By:
Anna McCalpin Ph.D.
Head of Behavioral Science
When teams fall behind, duplicate work, or pull in different directions, the common explanation is a lack of alignment. But alignment problems rarely start at launch or during execution. They start earlier, quietly, in routine conversations where decisions, goals, and ownership are left vague.
Meetings are where teams sync. They’re also where teams drift. In the moment, everything might feel collaborative. People nod. The conversation flows. But if key pieces of clarity are missing (e.g., what was decided, who owns what, how this connects to team goals) misalignment begins to take hold.
The risk is rarely visible right away. But over time, it shows up in delays, rework, and stalled progress.
Misalignment Happens When Teams Don’t Make Clarity Visible
Most teams don’t disagree about what they’re doing. They just don’t confirm it together. They leave decisions implied. They move forward without naming next steps. They assume understanding instead of checking for it.
This happens because in fast-moving meetings, shared understanding can feel obvious. It seems more efficient to move forward without stopping to restate or clarify. But those few seconds of confirmation are where alignment is actually built.
Meetings are where direction gets set, tasks get handed off, and shared understanding gets tested. The more ambiguous the behavior in those moments, the greater the alignment risk.
Patterns That Signal Alignment Risk
Misalignment often begins with small signals that go unnoticed. The table below outlines common patterns in meetings that indicate a team is drifting off course. Each one is tied to a behavior that reduces clarity and increases risk.

These patterns don’t always feel urgent. But they directly shape how aligned and effective a team becomes over time.
What Teams Can Do Instead
Alignment is not a tool or a sentiment. It’s a shared practice. Strong teams build clarity through consistent, observable behaviors.
You can start by watching for three areas during meetings:
1. Decision Clarity
- Say the decision out loud: “We’ve agreed to move forward with X.”
- Confirm any decision before changing the subject.
2. Ownership and Timing
- Assign by name and confirm follow-up: “Jamal will take the lead, and we’ll check back on Thursday.”
- Avoid phrases like “let’s” or “someone should.”
3. Shared Goal Anchoring
- Ask: “Does this connect to our main priority?”
- Reference goals explicitly when reviewing progress or making trade-offs.
These behaviors are simple. But they have a high impact. They prevent drift, reduce ambiguity, and help the team move together.

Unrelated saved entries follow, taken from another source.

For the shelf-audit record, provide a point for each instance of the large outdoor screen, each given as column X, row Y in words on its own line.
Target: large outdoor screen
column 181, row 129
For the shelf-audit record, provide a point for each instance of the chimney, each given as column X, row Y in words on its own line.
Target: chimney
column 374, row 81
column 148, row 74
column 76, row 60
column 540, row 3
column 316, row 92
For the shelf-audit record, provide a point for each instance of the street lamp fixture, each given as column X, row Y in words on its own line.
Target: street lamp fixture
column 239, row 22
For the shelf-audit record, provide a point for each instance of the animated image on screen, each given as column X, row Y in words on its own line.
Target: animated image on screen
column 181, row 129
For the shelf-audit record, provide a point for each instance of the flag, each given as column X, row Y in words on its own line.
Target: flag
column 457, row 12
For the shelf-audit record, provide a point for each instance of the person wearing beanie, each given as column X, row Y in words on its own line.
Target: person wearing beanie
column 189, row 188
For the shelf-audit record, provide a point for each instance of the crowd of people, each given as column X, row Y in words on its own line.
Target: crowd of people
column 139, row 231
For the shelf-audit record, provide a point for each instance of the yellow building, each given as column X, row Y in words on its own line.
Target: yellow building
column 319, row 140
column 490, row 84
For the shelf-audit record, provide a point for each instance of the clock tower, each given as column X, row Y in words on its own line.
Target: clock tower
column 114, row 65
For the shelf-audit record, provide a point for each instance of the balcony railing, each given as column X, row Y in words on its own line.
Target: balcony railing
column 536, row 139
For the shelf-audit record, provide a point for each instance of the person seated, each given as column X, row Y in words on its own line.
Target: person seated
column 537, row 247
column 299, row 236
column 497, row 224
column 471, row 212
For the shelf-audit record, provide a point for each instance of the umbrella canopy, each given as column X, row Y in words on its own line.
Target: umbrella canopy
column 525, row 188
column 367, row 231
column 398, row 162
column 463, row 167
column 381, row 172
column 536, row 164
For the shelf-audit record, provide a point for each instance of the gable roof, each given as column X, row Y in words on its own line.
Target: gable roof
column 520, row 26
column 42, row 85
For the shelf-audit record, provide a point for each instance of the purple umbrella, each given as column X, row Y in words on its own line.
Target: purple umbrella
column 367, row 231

Use This Checklist to Close Every Meeting
If you want to reduce alignment risk, start with these three questions before ending any meeting:
- What decisions did we make?
- Who owns what, and by when?
- How does this connect to our goal or priority?
This checklist takes less than a minute to run through and it makes the difference between good intentions and shared clarity.
Alignment Builds Through Practice
When teams work well together, it’s because they check for shared understanding often, not because they avoid disagreement or move in perfect sync. They confirm decisions. They assign tasks clearly. They reconnect to purpose when things shift.
You don’t need to lead the meeting to support alignment. Anyone can pause and ask, “Did we make a decision?” or “Who’s taking this forward?” These simple prompts help the whole team stay clear and connected.
Alignment grows through what the team does together every day. And it shows up in what they produce next.